A deep artistic vocabulary
The RISD undergraduate program lasts four years. “There are graduate programs,” says Kravitz, “but not for animation. So a student studying animation at RISD will have the first foundation year and then spend three years in the FAV department. Students from all across the university, however, take animation classes, sometimes even the animation thesis class.”
Where RISD Animation differs from other animation schools is through its encouragement of multidisciplinary study and the mandatory freshman foundation year. “No matter what you’re studying, everyone starts with the freshman foundation year, all doing the same drawing and design courses,” says Subotnick. “You don’t enter a department until the second year. You’re obligated to take whoever wants to come into the department. The students choose.”
Because of this foundation year, students apply to RISD, not to FAV. They submit a portfolio of their own self-chosen work, essays, and visual solutions to assignments that vary each year.
“RISD also has liberal arts requirements,” says Kravitz. “The admissions committee does look at high-school grade point averages. The admissions committee is formed not only by admissions officers, but also by varying faculty members from across the college. The committee looks at many things in addition to, and more important than, technical skills [such as] original, creative approaches to problems, risk-taking, curiosity, genuine energetic interests, and thoughtful and original visual development. Simply put, the committee looks for unique voices.”

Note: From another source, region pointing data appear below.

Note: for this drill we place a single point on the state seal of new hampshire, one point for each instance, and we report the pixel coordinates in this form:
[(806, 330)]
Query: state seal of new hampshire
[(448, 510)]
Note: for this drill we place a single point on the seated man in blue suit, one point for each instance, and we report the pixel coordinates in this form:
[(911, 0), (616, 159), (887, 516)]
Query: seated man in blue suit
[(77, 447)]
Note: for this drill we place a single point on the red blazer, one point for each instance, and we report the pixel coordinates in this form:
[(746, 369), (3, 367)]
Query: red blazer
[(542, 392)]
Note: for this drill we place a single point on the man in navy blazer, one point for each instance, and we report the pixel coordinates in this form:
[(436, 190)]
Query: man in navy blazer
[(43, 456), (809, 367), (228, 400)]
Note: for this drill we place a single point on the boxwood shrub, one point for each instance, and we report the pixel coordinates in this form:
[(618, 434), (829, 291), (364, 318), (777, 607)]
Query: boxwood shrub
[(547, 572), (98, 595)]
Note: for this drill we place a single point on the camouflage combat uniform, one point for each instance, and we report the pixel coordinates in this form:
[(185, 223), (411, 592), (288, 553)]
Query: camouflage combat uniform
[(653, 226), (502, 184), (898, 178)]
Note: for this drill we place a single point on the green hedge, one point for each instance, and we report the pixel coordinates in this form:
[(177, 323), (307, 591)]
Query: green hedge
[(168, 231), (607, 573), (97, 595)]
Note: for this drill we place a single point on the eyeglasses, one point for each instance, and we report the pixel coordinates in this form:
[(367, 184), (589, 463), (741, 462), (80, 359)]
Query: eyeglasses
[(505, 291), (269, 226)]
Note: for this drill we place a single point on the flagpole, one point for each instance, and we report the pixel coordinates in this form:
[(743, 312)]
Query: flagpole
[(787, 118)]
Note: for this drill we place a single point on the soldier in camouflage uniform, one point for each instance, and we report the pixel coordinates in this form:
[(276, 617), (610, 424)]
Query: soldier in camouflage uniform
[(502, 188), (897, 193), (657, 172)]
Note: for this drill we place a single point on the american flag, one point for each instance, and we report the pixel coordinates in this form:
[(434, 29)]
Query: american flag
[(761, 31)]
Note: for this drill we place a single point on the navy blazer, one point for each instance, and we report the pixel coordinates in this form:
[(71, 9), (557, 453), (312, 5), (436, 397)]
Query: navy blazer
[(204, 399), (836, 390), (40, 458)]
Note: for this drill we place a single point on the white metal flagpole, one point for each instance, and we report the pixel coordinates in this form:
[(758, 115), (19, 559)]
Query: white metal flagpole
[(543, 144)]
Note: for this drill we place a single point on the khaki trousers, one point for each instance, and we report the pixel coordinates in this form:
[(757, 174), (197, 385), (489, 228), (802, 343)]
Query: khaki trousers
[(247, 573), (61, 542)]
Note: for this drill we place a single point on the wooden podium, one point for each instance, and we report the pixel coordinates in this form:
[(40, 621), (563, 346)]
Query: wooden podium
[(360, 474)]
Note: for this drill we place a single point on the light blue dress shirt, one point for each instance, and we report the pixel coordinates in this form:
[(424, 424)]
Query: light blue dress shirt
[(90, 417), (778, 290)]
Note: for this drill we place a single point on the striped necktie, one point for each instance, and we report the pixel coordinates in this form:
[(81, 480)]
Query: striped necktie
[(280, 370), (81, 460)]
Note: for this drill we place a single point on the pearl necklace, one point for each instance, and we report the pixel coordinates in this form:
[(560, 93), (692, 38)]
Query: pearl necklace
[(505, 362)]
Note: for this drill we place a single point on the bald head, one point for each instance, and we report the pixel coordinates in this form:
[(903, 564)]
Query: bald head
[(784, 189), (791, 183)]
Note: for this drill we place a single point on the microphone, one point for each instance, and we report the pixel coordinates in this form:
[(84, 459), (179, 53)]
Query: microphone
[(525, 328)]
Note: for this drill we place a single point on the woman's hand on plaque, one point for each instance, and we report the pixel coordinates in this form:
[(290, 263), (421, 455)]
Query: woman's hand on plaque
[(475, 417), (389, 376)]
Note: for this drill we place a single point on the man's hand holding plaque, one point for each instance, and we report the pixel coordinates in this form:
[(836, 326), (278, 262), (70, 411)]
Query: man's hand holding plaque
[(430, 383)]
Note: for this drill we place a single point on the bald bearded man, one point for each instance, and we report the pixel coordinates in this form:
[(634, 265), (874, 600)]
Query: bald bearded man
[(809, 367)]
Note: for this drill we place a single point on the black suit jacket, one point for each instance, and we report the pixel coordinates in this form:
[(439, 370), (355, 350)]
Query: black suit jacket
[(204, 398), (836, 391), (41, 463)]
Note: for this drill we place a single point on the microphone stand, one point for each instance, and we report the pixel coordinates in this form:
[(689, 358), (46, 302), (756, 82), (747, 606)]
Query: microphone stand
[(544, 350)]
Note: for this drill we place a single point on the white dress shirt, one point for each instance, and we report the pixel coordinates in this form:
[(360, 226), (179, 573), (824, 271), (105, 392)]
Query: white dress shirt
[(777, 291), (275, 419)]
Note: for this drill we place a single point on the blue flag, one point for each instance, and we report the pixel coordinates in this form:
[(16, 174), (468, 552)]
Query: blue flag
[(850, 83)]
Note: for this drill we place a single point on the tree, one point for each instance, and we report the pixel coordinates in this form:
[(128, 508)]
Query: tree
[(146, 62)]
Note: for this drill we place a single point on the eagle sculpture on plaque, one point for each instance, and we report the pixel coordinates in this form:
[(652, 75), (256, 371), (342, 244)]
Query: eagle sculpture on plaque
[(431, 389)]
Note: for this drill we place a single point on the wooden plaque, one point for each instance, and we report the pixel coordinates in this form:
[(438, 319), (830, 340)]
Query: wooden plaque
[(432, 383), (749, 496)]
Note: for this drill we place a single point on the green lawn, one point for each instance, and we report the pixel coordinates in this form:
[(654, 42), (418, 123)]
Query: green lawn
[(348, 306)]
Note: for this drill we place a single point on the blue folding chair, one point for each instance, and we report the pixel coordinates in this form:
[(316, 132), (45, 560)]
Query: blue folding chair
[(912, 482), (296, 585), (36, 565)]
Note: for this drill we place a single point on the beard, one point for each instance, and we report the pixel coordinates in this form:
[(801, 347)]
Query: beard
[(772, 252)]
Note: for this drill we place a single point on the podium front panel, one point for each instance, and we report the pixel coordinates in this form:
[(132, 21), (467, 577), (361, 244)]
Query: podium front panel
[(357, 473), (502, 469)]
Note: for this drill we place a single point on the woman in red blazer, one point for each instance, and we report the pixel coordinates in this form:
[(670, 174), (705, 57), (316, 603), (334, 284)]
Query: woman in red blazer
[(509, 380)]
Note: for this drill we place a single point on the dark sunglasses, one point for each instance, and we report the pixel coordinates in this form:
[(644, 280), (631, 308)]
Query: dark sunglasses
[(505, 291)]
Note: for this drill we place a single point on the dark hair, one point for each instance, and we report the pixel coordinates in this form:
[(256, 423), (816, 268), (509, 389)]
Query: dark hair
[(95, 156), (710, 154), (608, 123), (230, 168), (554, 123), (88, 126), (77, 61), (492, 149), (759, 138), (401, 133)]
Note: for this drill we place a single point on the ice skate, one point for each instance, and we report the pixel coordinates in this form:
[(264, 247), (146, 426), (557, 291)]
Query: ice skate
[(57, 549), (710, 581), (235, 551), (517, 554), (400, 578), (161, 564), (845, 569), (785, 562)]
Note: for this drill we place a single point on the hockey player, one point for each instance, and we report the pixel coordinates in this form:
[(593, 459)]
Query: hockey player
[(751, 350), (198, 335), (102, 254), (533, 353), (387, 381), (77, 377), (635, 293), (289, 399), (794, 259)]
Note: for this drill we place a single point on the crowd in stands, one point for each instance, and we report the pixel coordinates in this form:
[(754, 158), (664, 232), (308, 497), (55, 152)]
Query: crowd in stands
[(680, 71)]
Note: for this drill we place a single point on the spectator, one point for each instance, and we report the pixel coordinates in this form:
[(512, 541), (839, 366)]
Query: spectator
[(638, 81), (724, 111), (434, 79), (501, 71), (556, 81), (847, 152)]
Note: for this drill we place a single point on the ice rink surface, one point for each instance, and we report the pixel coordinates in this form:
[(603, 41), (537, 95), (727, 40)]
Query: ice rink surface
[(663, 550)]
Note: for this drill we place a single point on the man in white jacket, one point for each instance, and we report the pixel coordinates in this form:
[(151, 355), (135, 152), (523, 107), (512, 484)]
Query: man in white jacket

Once in the animation program, students are required to study live-action filmmaking, video making, and animation. “When students explore animation they have a deep artistic vocabulary with which to work — their thinking is not insular,” Kravitz explains. “Animation itself is a relatively small set of courses. However, students bring inventive, energetic thinking and rich skillsets to it, thereby achieving excellent results. The classroom is an active laboratory and failure is seen as a necessary element of a successful journey.”
The student’s voice is central to the program’s success. “We try to have as little influence as possible,” adds Subotnick. “We do try to encourage experimentation and the idea that each one of them has a unique voice.” Subotnick believes the freshman foundation is a key part of this process. “It’s a rigorous program, an art boot camp for their minds. It makes them think about what they can do in new ways. They arrive with an idea about themselves, and by the end of the first year they’ve given that up and opened their mind to all sorts of possibilities.”